How Many Babies Can Be Born at Once: Twins to Nonuplets

The most babies ever born at once and survived is nine. In May 2021, a woman from Mali named Halima Cissé delivered nonuplets (five girls and four boys) in Morocco. As of their third birthday in May 2024, all nine children were healthy and meeting their developmental milestones, earning them the Guinness World Record for the most children delivered at a single birth to survive.

The Scale From Twins to Nonuplets

Multiple births have specific names based on the number of babies:

  • Twins: 2 babies
  • Triplets: 3 babies
  • Quadruplets: 4 babies
  • Quintuplets: 5 babies
  • Sextuplets: 6 babies
  • Septuplets: 7 babies
  • Octuplets: 8 babies
  • Nonuplets: 9 babies
  • Decuplets: 10 babies

While the terms exist all the way up to decuplets, no confirmed case of ten surviving babies from a single pregnancy has ever been documented. Cases beyond nonuplets have either been unverified or resulted in no survivors. In practice, the biological ceiling seems to fall somewhere around eight or nine, and even those pregnancies carry enormous risk.

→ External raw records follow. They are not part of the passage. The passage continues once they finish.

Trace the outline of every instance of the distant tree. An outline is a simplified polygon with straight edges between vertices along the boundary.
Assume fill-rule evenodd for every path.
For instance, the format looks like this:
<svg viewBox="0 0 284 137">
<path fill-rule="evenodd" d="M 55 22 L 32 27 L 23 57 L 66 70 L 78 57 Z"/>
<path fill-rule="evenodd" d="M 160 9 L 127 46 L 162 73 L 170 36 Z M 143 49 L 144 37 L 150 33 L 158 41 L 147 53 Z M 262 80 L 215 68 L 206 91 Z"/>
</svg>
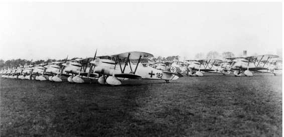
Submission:
<svg viewBox="0 0 284 137">
<path fill-rule="evenodd" d="M 224 52 L 222 53 L 222 57 L 224 58 L 234 57 L 235 55 L 231 52 Z"/>
<path fill-rule="evenodd" d="M 205 54 L 204 53 L 198 53 L 195 55 L 196 59 L 203 59 L 205 58 Z"/>
<path fill-rule="evenodd" d="M 220 58 L 220 56 L 216 51 L 210 51 L 207 53 L 206 55 L 207 59 L 214 59 Z"/>
<path fill-rule="evenodd" d="M 0 68 L 3 68 L 5 66 L 5 61 L 3 59 L 0 59 Z"/>
<path fill-rule="evenodd" d="M 166 58 L 166 60 L 167 61 L 179 60 L 179 58 L 180 58 L 179 56 L 169 56 Z"/>
</svg>

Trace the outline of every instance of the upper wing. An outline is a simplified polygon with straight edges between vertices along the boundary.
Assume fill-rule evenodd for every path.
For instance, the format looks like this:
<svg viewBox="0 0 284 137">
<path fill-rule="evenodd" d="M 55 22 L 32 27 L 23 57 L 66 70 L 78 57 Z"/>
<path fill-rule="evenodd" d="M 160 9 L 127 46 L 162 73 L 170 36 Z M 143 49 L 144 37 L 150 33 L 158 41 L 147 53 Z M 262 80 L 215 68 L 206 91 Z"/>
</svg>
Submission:
<svg viewBox="0 0 284 137">
<path fill-rule="evenodd" d="M 153 55 L 150 53 L 136 51 L 125 52 L 120 54 L 112 55 L 111 55 L 111 56 L 118 57 L 118 58 L 120 59 L 124 59 L 128 57 L 129 54 L 130 54 L 130 55 L 129 56 L 129 59 L 130 60 L 138 59 L 139 59 L 140 56 L 141 56 L 141 58 L 154 57 Z"/>
<path fill-rule="evenodd" d="M 264 54 L 257 56 L 248 56 L 244 57 L 244 58 L 247 60 L 253 60 L 256 59 L 259 61 L 260 60 L 266 60 L 268 59 L 275 58 L 278 57 L 279 57 L 279 56 L 275 55 Z"/>
<path fill-rule="evenodd" d="M 262 67 L 256 67 L 256 68 L 249 68 L 248 70 L 252 71 L 258 71 L 259 70 L 268 70 L 268 69 L 267 68 L 262 68 Z"/>
<path fill-rule="evenodd" d="M 115 76 L 116 77 L 127 78 L 141 78 L 141 76 L 139 75 L 135 75 L 133 74 L 129 74 L 129 73 L 117 74 L 115 74 L 114 76 Z"/>
<path fill-rule="evenodd" d="M 72 62 L 72 61 L 77 61 L 77 62 L 79 62 L 82 64 L 85 64 L 85 63 L 88 63 L 89 62 L 90 62 L 90 61 L 92 61 L 93 60 L 93 58 L 78 58 L 78 59 L 76 59 L 75 60 L 70 60 L 69 61 L 70 62 Z"/>
</svg>

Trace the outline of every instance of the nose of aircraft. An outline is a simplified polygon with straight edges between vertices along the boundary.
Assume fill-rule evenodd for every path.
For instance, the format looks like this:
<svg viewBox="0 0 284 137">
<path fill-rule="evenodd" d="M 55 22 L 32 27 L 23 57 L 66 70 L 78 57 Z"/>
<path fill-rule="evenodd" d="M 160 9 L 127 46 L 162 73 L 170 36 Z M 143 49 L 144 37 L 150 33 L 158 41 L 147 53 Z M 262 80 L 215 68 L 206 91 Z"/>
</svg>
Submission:
<svg viewBox="0 0 284 137">
<path fill-rule="evenodd" d="M 113 76 L 108 76 L 107 78 L 106 78 L 106 82 L 107 84 L 111 85 L 119 85 L 121 84 L 120 81 Z"/>
<path fill-rule="evenodd" d="M 67 78 L 67 80 L 68 81 L 68 82 L 70 82 L 70 83 L 73 83 L 74 82 L 73 81 L 73 80 L 72 80 L 72 79 L 73 78 L 72 76 L 70 76 Z"/>
<path fill-rule="evenodd" d="M 72 80 L 75 83 L 84 83 L 84 80 L 83 80 L 81 78 L 80 78 L 78 76 L 76 76 L 74 77 L 72 79 Z"/>
<path fill-rule="evenodd" d="M 61 82 L 62 80 L 57 76 L 52 77 L 52 80 L 55 82 Z"/>
<path fill-rule="evenodd" d="M 39 76 L 38 77 L 38 80 L 40 81 L 46 80 L 46 79 L 43 76 Z"/>
</svg>

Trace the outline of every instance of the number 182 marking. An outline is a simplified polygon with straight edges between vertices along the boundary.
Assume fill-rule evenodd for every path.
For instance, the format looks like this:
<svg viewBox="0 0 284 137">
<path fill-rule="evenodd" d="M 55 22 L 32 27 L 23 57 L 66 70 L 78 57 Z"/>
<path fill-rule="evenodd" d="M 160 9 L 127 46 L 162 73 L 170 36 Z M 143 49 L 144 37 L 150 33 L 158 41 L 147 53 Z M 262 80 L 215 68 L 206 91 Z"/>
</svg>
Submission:
<svg viewBox="0 0 284 137">
<path fill-rule="evenodd" d="M 156 76 L 157 76 L 157 78 L 162 79 L 162 77 L 163 77 L 163 73 L 157 73 Z"/>
</svg>

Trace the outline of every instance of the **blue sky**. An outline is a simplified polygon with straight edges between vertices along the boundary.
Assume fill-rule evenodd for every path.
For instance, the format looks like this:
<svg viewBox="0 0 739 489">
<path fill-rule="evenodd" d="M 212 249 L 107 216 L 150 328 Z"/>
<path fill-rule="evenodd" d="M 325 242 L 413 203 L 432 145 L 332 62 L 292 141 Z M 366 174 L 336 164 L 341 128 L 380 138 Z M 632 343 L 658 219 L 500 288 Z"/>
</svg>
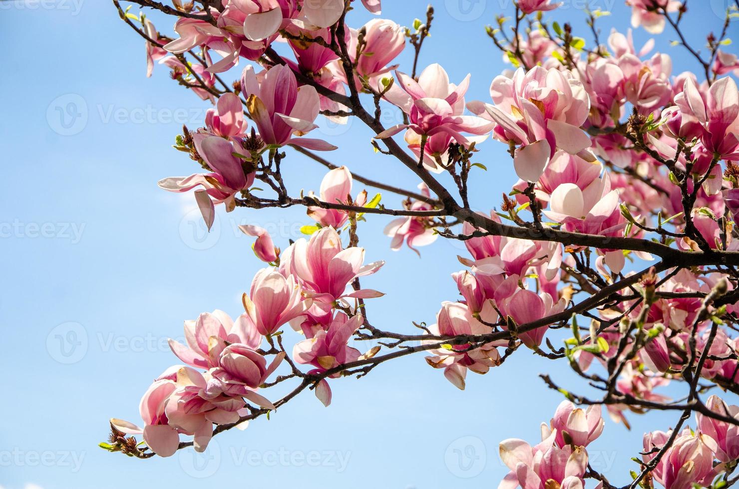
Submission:
<svg viewBox="0 0 739 489">
<path fill-rule="evenodd" d="M 712 9 L 720 12 L 723 1 L 708 2 L 710 9 L 701 4 L 702 14 L 692 5 L 686 23 L 698 45 L 703 34 L 697 29 L 708 21 L 719 24 Z M 384 16 L 403 24 L 422 18 L 426 7 L 416 0 L 384 3 Z M 440 61 L 454 81 L 471 72 L 468 100 L 487 100 L 490 81 L 507 66 L 483 27 L 497 13 L 510 13 L 510 0 L 435 3 L 421 66 Z M 590 43 L 584 4 L 568 0 L 553 17 L 573 22 Z M 621 1 L 589 4 L 614 12 L 602 19 L 604 38 L 612 25 L 625 30 L 630 12 Z M 138 460 L 99 449 L 108 419 L 137 421 L 141 394 L 176 363 L 166 338 L 182 335 L 183 320 L 217 308 L 240 313 L 240 295 L 261 264 L 236 226 L 265 227 L 285 248 L 309 219 L 300 209 L 219 209 L 205 236 L 192 195 L 164 192 L 156 182 L 195 171 L 170 145 L 183 123 L 202 125 L 207 106 L 161 66 L 146 78 L 143 43 L 109 1 L 6 0 L 0 8 L 6 10 L 0 29 L 13 40 L 0 91 L 2 488 L 497 487 L 506 472 L 498 442 L 538 441 L 539 423 L 561 400 L 537 374 L 582 387 L 564 363 L 520 351 L 486 376 L 470 374 L 463 392 L 418 355 L 358 380 L 334 381 L 329 408 L 310 394 L 301 396 L 270 421 L 219 436 L 205 455 L 191 450 Z M 361 8 L 351 17 L 353 25 L 369 18 Z M 171 27 L 169 19 L 151 18 L 160 30 Z M 735 37 L 737 29 L 731 30 Z M 635 37 L 638 46 L 648 38 L 643 30 Z M 672 38 L 660 38 L 657 47 L 673 55 L 673 72 L 695 69 L 681 48 L 669 45 Z M 371 134 L 358 123 L 336 128 L 325 122 L 316 136 L 323 131 L 338 141 L 333 162 L 408 188 L 418 184 L 397 162 L 374 154 Z M 503 145 L 488 142 L 483 149 L 488 171 L 475 174 L 471 197 L 487 211 L 516 179 Z M 285 167 L 295 194 L 317 190 L 324 173 L 296 154 Z M 389 207 L 399 201 L 384 194 Z M 432 323 L 439 304 L 457 297 L 449 274 L 460 269 L 456 255 L 465 251 L 440 240 L 422 249 L 422 260 L 407 249 L 391 252 L 381 234 L 387 222 L 368 216 L 360 229 L 367 261 L 387 261 L 364 282 L 387 294 L 372 300 L 368 312 L 384 329 L 410 331 L 412 321 Z M 631 431 L 607 421 L 590 450 L 593 465 L 625 482 L 644 431 L 667 428 L 674 417 L 630 415 Z"/>
</svg>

Why the Human Body Has a Limit

The uterus can only stretch so far and supply so much blood. Research on twin pregnancies shows the body starts running into trouble when the combined weight of the babies exceeds about 5,500 grams (roughly 12 pounds). At that point, the pregnancy typically ends on its own or needs to be delivered early. With twins, that threshold is reached around 35 to 36 weeks. Add more babies and you hit it much sooner, because each fetus needs its own share of oxygen, nutrients, and physical space.

CDC data illustrates this clearly. Singleton pregnancies average about 38.7 weeks. Twins average 35.2 weeks. Triplets drop to 31.9 weeks, quadruplets to 29.8 weeks, and quintuplets or higher average just 27.4 weeks. That’s nearly three months premature. Every week lost means the babies’ lungs, brains, and organs are less developed at birth, which is why survival becomes increasingly unlikely as the number climbs.

How Fertility Treatments Changed the Numbers

High-order multiples (triplets and above) are rare in nature. The vast majority are linked to fertility treatments. As of 2011, roughly 45% of higher-order multiple pregnancies in the United States were tied to ovulation-stimulating medications paired with intrauterine insemination, while another 32% were connected to IVF. These treatments work by encouraging the ovaries to release multiple eggs at once or by transferring multiple embryos into the uterus, both of which dramatically raise the odds of a multiple pregnancy.

Injectable fertility medications carry the highest risk, pushing the multiple pregnancy rate to around 30%. Even oral fertility drugs produce multiples in 3% to 13% of cycles. The Cissé nonuplets, for instance, were conceived after fertility treatment.

The trend has shifted in recent years, though. Many fertility clinics now transfer just one embryo at a time during IVF, a practice called elective single-embryo transfer. This shift cut the IVF-related multiple pregnancy rate from 29.4% down to 7.1% over a roughly ten-year period. Rates from ovulation-stimulating drugs also dropped, from 12.9% to 9.1%. The era of “Octomom” headlines is fading as medical guidelines catch up.

Risks Increase Sharply With Each Baby

Carrying multiples puts significant strain on the mother’s body. A large study from Beijing found that women carrying twins or triplets developed high blood pressure disorders (including preeclampsia) at a rate of 19%, compared to 4.3% for singleton pregnancies. That’s more than four times the risk. Postpartum hemorrhage, or serious bleeding after delivery, affected 17% of mothers with multiples versus 6.2% of those with one baby.

These numbers come from twin and triplet pregnancies. For higher-order multiples like quintuplets or beyond, the risks are even more extreme but harder to quantify because so few cases exist. Mothers carrying six or more babies face near-certain preterm delivery, often by cesarean section, and spend weeks or months on bed rest beforehand. The babies almost always require extended stays in neonatal intensive care, sometimes lasting months.

What Survival Actually Looks Like

Surviving birth is only the first hurdle for high-order multiples. Babies born at 27 weeks or earlier weigh around one to two pounds each and face risks including underdeveloped lungs, brain bleeds, vision problems, and long-term developmental delays. Many of the historically recorded sextuplet, septuplet, and octuplet births involved at least one baby who did not survive, or children who faced lasting health challenges.

The Cissé nonuplets are remarkable precisely because all nine survived and appeared to be developing normally at age three. Before them, the record for surviving babies from one birth was eight, set by Nadya Suleman’s octuplets in 2009. Both cases involved large medical teams, planned cesarean deliveries, and months of neonatal intensive care.

So while the theoretical answer stretches to ten or beyond, the practical answer is nine, and even that required extraordinary medical intervention. For most multiple pregnancies, the realistic and safest upper range is far lower.